O uso de animais na arena também continha sua simbologia. Ao trazerem animais das áreas mais distantes do império para exibi-los, os romanos lembravam a extensão de seu território e a vitória da civilização sobre a natureza selvagem, a vitória do homem sobre a natureza.

O Império Romano foi fundado sob a violência e a arena tinha a função simbólica de representá-la. O fato de escravos lutarem e morrerem na arena mostrava a vitória de Roma sobre seus inimigos, assim como a vitória da civilização, representada pelos romanos, sobre a barbárie, representada pelos povos vencidos.

Outra interpretação sugere que o aumento da popularidade dos jogos gladiatórios durante a Pax Romana, nos dois primeiros séculos da Era Cristã, quando os romanos reduziram sua expansão e as guerras diminuíram, os romanos dirigiram sua atenção para a guerra fictícia, os jogos gladiatórios.

Os jogos gladiatórios também davam lições para o povo romano, pois em um combate, a decisão de vida ou morte poderia seria baseada na justiça, haja vista que um desempenho honrado poderia significar a vida. Para o romano o exemplo do gladiador na arena deveria ser seguido, já que o comportamento virtuoso dos gladiadores mostrava que se tais homens podiam lutar nobremente, os romanos não poderiam fazer menos.

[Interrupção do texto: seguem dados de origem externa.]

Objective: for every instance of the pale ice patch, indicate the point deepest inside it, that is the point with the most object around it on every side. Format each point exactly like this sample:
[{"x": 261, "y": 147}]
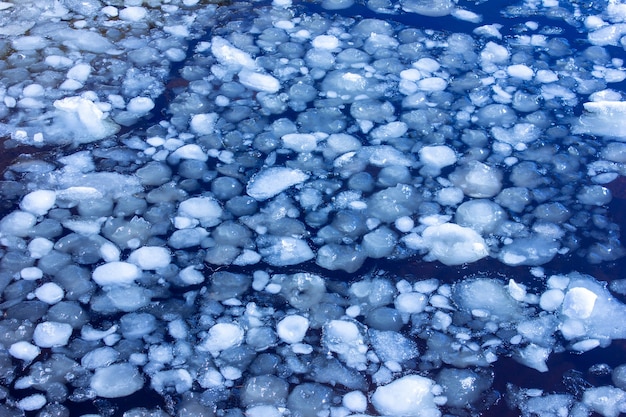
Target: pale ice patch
[
  {"x": 207, "y": 210},
  {"x": 273, "y": 181},
  {"x": 221, "y": 337},
  {"x": 409, "y": 396},
  {"x": 284, "y": 250},
  {"x": 432, "y": 8},
  {"x": 258, "y": 81},
  {"x": 229, "y": 55},
  {"x": 292, "y": 328},
  {"x": 150, "y": 257},
  {"x": 603, "y": 118},
  {"x": 84, "y": 119},
  {"x": 116, "y": 273},
  {"x": 452, "y": 244},
  {"x": 49, "y": 334},
  {"x": 38, "y": 202},
  {"x": 117, "y": 380}
]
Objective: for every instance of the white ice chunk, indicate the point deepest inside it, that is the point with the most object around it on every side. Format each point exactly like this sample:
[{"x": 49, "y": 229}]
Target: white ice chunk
[
  {"x": 273, "y": 181},
  {"x": 150, "y": 257},
  {"x": 432, "y": 84},
  {"x": 140, "y": 105},
  {"x": 411, "y": 302},
  {"x": 452, "y": 244},
  {"x": 203, "y": 123},
  {"x": 38, "y": 202},
  {"x": 551, "y": 299},
  {"x": 31, "y": 273},
  {"x": 437, "y": 157},
  {"x": 116, "y": 273},
  {"x": 603, "y": 118},
  {"x": 50, "y": 293},
  {"x": 205, "y": 209},
  {"x": 221, "y": 337},
  {"x": 344, "y": 338},
  {"x": 521, "y": 133},
  {"x": 32, "y": 402},
  {"x": 409, "y": 396},
  {"x": 24, "y": 351},
  {"x": 133, "y": 13},
  {"x": 191, "y": 276},
  {"x": 286, "y": 250},
  {"x": 607, "y": 35},
  {"x": 578, "y": 303},
  {"x": 230, "y": 56},
  {"x": 521, "y": 71},
  {"x": 258, "y": 81},
  {"x": 84, "y": 119},
  {"x": 18, "y": 223},
  {"x": 79, "y": 72},
  {"x": 607, "y": 401},
  {"x": 328, "y": 42},
  {"x": 477, "y": 179},
  {"x": 52, "y": 334},
  {"x": 300, "y": 142},
  {"x": 292, "y": 328},
  {"x": 432, "y": 8},
  {"x": 190, "y": 151},
  {"x": 117, "y": 380},
  {"x": 480, "y": 214}
]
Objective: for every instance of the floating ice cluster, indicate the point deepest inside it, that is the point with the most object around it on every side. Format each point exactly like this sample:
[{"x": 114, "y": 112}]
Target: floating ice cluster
[{"x": 196, "y": 170}]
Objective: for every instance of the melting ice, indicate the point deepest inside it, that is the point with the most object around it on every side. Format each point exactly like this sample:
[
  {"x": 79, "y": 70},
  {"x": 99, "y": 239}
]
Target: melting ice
[{"x": 206, "y": 190}]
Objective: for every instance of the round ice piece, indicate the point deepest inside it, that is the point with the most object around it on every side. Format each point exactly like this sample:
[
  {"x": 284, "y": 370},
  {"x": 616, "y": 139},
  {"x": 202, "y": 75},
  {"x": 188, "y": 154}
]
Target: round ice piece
[
  {"x": 379, "y": 243},
  {"x": 579, "y": 302},
  {"x": 133, "y": 13},
  {"x": 325, "y": 42},
  {"x": 482, "y": 215},
  {"x": 411, "y": 302},
  {"x": 79, "y": 72},
  {"x": 52, "y": 334},
  {"x": 117, "y": 380},
  {"x": 205, "y": 209},
  {"x": 409, "y": 396},
  {"x": 292, "y": 328},
  {"x": 300, "y": 142},
  {"x": 452, "y": 244},
  {"x": 32, "y": 402},
  {"x": 594, "y": 195},
  {"x": 203, "y": 123},
  {"x": 477, "y": 179},
  {"x": 116, "y": 273},
  {"x": 273, "y": 181},
  {"x": 284, "y": 250},
  {"x": 38, "y": 202},
  {"x": 355, "y": 401},
  {"x": 437, "y": 156},
  {"x": 302, "y": 290},
  {"x": 220, "y": 337},
  {"x": 521, "y": 71},
  {"x": 18, "y": 223},
  {"x": 258, "y": 81},
  {"x": 230, "y": 56},
  {"x": 50, "y": 293},
  {"x": 150, "y": 257},
  {"x": 24, "y": 351},
  {"x": 140, "y": 105}
]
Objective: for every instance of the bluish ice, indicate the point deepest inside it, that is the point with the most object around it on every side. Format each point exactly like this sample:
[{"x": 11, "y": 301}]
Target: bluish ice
[{"x": 312, "y": 209}]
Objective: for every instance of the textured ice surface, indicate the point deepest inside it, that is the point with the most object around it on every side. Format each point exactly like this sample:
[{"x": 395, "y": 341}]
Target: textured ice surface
[{"x": 283, "y": 209}]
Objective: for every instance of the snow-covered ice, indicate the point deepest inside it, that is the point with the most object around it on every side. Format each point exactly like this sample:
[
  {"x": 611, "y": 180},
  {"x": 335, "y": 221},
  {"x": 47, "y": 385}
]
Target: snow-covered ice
[{"x": 333, "y": 208}]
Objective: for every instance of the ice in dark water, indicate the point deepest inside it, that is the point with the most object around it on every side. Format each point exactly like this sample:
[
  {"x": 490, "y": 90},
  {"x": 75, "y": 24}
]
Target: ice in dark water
[{"x": 312, "y": 209}]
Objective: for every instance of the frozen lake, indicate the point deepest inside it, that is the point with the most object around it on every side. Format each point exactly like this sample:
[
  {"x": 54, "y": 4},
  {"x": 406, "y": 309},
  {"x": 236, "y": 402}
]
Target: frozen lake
[{"x": 312, "y": 209}]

Os cristãos foram os maiores críticos dos jogos, mesmo assim, eram freqüentadores assíduos dos anfiteatros. Um pesquisador levanta uma teoria para essa repulsa dos cristãos. Para ele, a ressurreição gladiatória ocorria quando o gladiador escapava da morte por sua virtude e ganhando a redenção era um rival popular para a ressurreição de Jesus.

Como podemos observar, as interpretações são múltiplas e mostram que entrelaçam e que a interpretação da “política do pão e circo”, se não está errada, está longe de ser a única a ser levada em conta nos livros didáticos.
Ludi circenses: As corridas de carruagens

Um outro esporte muito apreciado pelos romanos era a corrida de carruagens. Espetáculo mais antigo que os jogos gladiatórios, tinha sua origem nas lendas romanas que atribuíam a Rômulo a criação dessas competições, provavelmente em homenagem à Plutão ou como estratagema para distrair os homens e facilitar o seqüestro das sabinas. Mas, assim como os jogos gladiatórios, as corridas perderam seu lado religioso com o decorrer dos tempos.
Os veículos das corridas eram principalmente as bigas (carruagem puxada por dois cavalos) e quadrigas (puxada por quatro cavalos)(12) guiadas por seus condutores, os aurigas. Vestidos com uma túnica leve, os aurigas usavam um capacete de metal, faixas protegendo as pernas, um chicote na mão direita e as rédeas presas à cintura. Os escravos formavam o maior contingente de aurigas, mas existiam muitos corredores profissionais que ganhavam altas somas para correr. Os corredores ganhavam entre 15 mil e 30 mil sestércios, com alguns ganhando 60 mil por corrida. Juvenal reclamava que um auriga ganhava em uma hora 100 vezes mais que um advogado.


Quadriga em uma corrida. Observe as rédeas em volta do corpo do auriga

O mais famoso auriga foi Caio Apúlio Diócles, um hispânico que abandonou as corridas aos 42 anos com 24 anos (122-146) de carreira. Sua primeira vitória foi no ano de sua estréia, participando de 4257 corridas, vencendo 1462 e ficando em segundo lugar em 1437 vezes. Diócles ganhou durante sua carreira mais de 35 milhões de sestércios.(14)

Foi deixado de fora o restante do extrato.